Le médecin est revenu me voir après les radiographies. Elle avait une fracture du crâne. Petite, mais présente. Pas de signe de commotion. Aucun moyen de savoir si elle garderait des séquelles et rien à faire pour la guérison. Je l’écoutais parler sans réagir. Je n’avais versé aucune larme depuis que j’étais arrivée. J’étais dans un autre monde. En mode survie, complètement déconnectée.

Une résidente et une infirmière sont venues plus tard pour me poser les mêmes questions. Je savais que je n’avais rien à me reprocher, outre le fait d’avoir mal fermé la barrière.

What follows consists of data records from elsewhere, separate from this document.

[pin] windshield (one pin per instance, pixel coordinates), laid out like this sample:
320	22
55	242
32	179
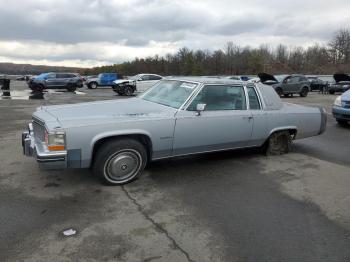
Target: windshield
280	78
170	93
135	77
41	76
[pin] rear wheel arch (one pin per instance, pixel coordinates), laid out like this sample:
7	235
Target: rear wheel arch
145	140
288	133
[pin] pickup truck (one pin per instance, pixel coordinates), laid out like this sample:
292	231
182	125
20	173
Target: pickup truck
175	117
103	79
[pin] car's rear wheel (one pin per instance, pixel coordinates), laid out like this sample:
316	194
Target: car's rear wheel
304	91
38	88
120	161
279	143
279	91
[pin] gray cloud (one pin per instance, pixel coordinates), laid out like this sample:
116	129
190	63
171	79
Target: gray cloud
94	29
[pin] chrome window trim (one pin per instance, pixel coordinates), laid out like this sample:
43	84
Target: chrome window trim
189	97
203	85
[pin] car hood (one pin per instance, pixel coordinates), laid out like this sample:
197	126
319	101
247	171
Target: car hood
341	78
346	96
264	77
106	111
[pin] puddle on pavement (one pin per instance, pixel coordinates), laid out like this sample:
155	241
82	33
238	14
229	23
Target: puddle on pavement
31	95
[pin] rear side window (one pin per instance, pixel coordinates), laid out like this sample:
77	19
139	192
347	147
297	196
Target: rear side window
154	77
253	99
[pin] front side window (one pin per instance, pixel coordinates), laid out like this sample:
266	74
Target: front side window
253	99
220	97
294	79
170	93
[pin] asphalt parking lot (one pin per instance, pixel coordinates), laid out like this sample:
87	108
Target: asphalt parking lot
231	206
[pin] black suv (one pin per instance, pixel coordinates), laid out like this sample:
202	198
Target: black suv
287	84
69	81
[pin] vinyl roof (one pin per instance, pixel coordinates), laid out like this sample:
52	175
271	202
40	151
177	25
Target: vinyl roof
206	80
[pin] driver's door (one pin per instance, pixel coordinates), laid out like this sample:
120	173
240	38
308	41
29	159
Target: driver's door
226	123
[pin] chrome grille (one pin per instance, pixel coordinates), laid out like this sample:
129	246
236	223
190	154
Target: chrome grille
38	129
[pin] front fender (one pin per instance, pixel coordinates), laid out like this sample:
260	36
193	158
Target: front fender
283	128
117	133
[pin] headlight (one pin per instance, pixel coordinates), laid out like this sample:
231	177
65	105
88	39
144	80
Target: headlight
337	101
55	141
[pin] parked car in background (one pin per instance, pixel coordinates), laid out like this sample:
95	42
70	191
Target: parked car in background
69	81
341	108
342	83
103	79
241	78
317	83
287	85
140	82
179	116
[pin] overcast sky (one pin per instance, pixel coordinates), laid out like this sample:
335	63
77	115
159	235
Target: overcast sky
97	32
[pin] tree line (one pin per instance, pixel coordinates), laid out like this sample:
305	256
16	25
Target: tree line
233	59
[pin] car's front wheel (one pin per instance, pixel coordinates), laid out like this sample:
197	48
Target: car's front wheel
120	161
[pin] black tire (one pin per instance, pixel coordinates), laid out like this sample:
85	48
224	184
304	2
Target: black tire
279	143
304	91
342	122
279	91
120	161
128	91
92	85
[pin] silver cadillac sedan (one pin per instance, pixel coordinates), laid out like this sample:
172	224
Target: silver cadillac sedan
176	117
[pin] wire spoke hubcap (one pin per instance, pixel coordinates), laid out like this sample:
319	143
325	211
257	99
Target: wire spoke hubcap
123	165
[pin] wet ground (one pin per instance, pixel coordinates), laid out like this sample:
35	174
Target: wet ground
232	206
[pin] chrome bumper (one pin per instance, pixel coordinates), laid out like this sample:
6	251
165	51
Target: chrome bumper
39	151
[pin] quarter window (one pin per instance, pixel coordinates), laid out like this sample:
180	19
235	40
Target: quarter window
220	97
253	99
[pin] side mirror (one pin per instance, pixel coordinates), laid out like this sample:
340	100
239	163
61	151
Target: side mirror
200	108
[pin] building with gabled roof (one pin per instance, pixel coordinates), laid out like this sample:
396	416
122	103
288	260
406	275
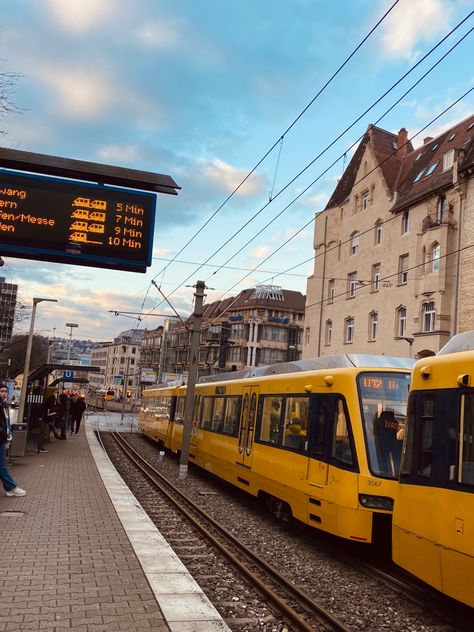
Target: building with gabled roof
393	271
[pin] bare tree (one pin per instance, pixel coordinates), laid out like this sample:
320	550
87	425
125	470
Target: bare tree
8	81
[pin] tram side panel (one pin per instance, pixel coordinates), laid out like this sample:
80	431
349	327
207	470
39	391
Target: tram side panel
433	524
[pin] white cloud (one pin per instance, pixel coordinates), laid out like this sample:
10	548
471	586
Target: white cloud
260	252
118	153
81	15
414	22
228	178
161	35
79	93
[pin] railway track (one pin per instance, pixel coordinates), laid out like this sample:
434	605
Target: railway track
294	606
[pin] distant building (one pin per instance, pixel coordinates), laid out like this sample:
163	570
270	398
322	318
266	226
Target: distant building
262	325
394	248
8	293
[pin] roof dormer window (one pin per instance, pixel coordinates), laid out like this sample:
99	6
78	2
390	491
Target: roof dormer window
448	160
431	168
420	175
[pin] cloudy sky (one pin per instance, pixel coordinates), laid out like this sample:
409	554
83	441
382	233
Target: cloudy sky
202	90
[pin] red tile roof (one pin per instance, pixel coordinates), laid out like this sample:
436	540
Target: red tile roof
384	146
425	164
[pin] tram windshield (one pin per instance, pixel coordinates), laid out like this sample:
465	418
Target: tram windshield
383	398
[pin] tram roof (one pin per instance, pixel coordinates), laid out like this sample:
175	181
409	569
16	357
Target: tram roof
340	361
458	343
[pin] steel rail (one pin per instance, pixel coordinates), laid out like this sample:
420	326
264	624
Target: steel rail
280	604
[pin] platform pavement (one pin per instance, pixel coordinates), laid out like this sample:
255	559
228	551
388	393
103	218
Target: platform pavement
79	553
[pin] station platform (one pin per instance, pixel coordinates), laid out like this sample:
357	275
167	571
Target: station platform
78	552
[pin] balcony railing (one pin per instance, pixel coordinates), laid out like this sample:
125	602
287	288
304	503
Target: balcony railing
438	218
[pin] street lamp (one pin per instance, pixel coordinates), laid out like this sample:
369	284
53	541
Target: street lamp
71	326
26	369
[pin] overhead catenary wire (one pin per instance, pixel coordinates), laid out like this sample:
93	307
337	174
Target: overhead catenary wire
278	141
335	161
363	232
275	217
292	124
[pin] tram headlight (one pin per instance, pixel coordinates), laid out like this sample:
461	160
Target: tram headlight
376	502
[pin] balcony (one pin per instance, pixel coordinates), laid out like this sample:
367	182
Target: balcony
438	218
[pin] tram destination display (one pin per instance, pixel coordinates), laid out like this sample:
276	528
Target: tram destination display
53	219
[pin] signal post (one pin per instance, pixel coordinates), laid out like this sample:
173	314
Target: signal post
192	376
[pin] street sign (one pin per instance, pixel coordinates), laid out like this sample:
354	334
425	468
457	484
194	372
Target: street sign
65	221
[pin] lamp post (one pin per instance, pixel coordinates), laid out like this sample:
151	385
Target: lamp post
410	341
26	369
71	326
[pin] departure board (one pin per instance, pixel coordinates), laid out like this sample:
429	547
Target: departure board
52	219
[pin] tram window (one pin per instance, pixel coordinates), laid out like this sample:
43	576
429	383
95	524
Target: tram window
206	413
467	440
341	447
425	450
179	414
231	420
271	419
319	424
296	423
218	414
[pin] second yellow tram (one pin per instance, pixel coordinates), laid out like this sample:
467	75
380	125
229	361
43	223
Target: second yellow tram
316	439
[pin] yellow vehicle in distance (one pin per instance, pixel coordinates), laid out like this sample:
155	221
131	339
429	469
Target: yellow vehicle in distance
433	520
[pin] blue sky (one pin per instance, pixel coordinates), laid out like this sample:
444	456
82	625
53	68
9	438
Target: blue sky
201	90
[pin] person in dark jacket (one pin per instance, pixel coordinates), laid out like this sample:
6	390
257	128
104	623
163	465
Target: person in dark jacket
78	406
62	416
9	485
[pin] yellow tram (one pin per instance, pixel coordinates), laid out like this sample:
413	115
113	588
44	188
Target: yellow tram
316	439
433	521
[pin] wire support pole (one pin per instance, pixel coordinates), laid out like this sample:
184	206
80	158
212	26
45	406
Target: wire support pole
192	377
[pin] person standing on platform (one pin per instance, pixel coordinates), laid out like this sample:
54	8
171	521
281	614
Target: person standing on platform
9	485
62	417
78	406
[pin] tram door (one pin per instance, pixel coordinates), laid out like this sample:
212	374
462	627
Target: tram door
247	426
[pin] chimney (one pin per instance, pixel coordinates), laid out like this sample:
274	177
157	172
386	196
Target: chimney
402	142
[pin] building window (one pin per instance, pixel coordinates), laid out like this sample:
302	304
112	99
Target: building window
331	290
365	200
435	255
373	325
378	232
448	160
403	270
328	332
376	277
401	321
349	330
405	222
354	243
429	314
431	168
351	284
442	209
420	175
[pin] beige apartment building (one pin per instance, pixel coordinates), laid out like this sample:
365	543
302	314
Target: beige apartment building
394	265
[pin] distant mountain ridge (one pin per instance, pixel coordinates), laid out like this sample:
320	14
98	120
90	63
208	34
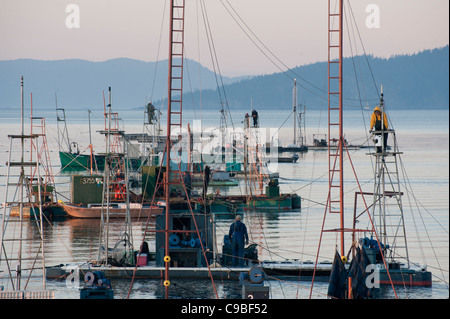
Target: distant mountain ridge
414	81
80	83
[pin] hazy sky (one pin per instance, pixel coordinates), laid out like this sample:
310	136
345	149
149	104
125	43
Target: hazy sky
295	31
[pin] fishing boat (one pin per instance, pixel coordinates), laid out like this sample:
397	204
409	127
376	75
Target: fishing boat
69	153
115	210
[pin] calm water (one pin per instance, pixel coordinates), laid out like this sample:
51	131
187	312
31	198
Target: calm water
423	137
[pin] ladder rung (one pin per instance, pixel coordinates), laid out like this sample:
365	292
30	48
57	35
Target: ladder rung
21	163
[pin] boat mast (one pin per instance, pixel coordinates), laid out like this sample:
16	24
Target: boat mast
294	100
174	108
335	203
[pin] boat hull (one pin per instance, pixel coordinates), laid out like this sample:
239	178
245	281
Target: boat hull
75	211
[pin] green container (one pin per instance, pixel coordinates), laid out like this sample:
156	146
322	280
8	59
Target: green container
272	191
87	189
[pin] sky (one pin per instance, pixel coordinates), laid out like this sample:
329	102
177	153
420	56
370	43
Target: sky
288	33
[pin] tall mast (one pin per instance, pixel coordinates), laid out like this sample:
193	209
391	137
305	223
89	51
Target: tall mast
294	102
335	110
174	107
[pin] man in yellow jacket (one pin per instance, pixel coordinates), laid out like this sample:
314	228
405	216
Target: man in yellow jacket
375	122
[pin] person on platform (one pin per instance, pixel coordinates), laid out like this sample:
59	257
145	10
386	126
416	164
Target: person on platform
239	237
375	122
255	118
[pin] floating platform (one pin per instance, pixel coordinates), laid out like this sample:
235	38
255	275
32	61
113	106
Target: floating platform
297	270
146	272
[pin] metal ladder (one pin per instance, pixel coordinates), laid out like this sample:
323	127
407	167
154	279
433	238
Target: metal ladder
19	267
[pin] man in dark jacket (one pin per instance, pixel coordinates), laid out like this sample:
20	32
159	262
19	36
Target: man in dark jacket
238	236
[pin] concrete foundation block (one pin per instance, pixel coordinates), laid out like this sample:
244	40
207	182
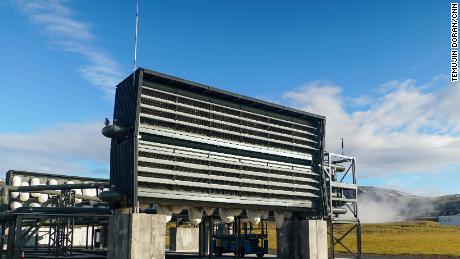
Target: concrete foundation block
184	239
137	235
304	239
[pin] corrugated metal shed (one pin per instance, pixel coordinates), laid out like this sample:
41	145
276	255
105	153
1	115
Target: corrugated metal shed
193	144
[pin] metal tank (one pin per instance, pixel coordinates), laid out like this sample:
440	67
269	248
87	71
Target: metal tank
184	143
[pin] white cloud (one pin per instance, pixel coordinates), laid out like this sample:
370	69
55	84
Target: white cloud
76	149
406	129
66	33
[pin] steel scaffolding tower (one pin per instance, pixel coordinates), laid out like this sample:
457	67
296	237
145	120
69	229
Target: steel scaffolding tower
342	201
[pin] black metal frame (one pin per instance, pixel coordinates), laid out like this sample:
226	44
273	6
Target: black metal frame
124	155
342	198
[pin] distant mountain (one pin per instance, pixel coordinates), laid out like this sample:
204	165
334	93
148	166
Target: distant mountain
385	205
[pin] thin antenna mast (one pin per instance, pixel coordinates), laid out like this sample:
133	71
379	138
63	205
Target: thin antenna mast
135	40
342	146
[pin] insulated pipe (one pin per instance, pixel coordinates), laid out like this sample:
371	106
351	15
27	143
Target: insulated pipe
58	187
339	211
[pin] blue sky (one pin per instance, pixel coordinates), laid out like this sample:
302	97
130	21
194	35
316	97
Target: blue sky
377	70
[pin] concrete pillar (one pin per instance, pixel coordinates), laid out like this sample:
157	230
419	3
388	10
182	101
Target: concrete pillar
183	239
137	235
305	239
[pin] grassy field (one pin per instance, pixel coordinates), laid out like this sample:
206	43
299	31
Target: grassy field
404	238
409	238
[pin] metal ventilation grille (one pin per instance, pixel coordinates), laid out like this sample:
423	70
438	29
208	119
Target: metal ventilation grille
175	171
174	115
185	173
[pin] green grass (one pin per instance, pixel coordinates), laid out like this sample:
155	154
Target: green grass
404	238
407	238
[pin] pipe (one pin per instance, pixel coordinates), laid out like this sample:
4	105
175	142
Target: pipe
337	211
58	187
111	196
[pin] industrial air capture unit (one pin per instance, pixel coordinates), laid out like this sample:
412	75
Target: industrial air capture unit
184	143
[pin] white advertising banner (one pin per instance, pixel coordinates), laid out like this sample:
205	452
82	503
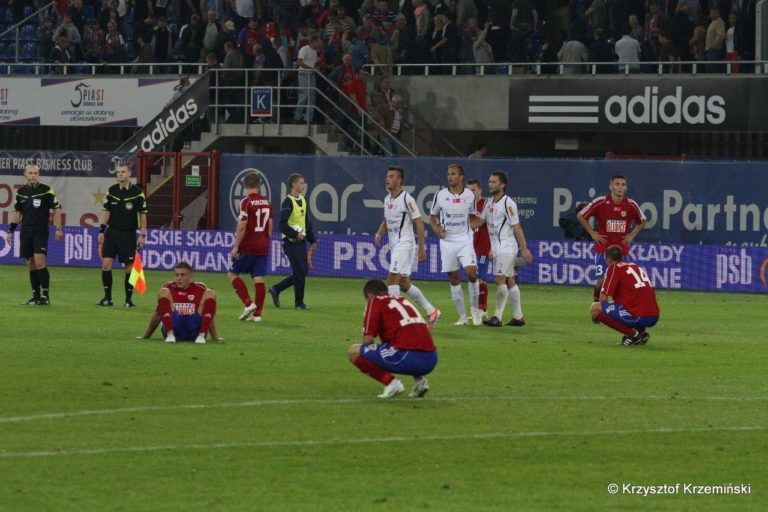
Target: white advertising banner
83	101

Mais j’avais la peur au ventre. Il était évident que j’avais menti à la dernière question. Est-ce qu’ils allaient interpréter mon manque de réaction apparente comme un signe? Je m’attendais d’un instant à l’autre à voir débarquer les services sociaux pour m’enlever mon bébé.

Même en sachant que ce protocole est nécessaire et a permis de sauver beaucoup d’enfants, c’est très intimidant. Je me souviendrai toujours de l’angoisse qui m’a habitée cette nuit-là.

Avez-vous aussi vécu une situation semblable? Comment avez-vous réagi?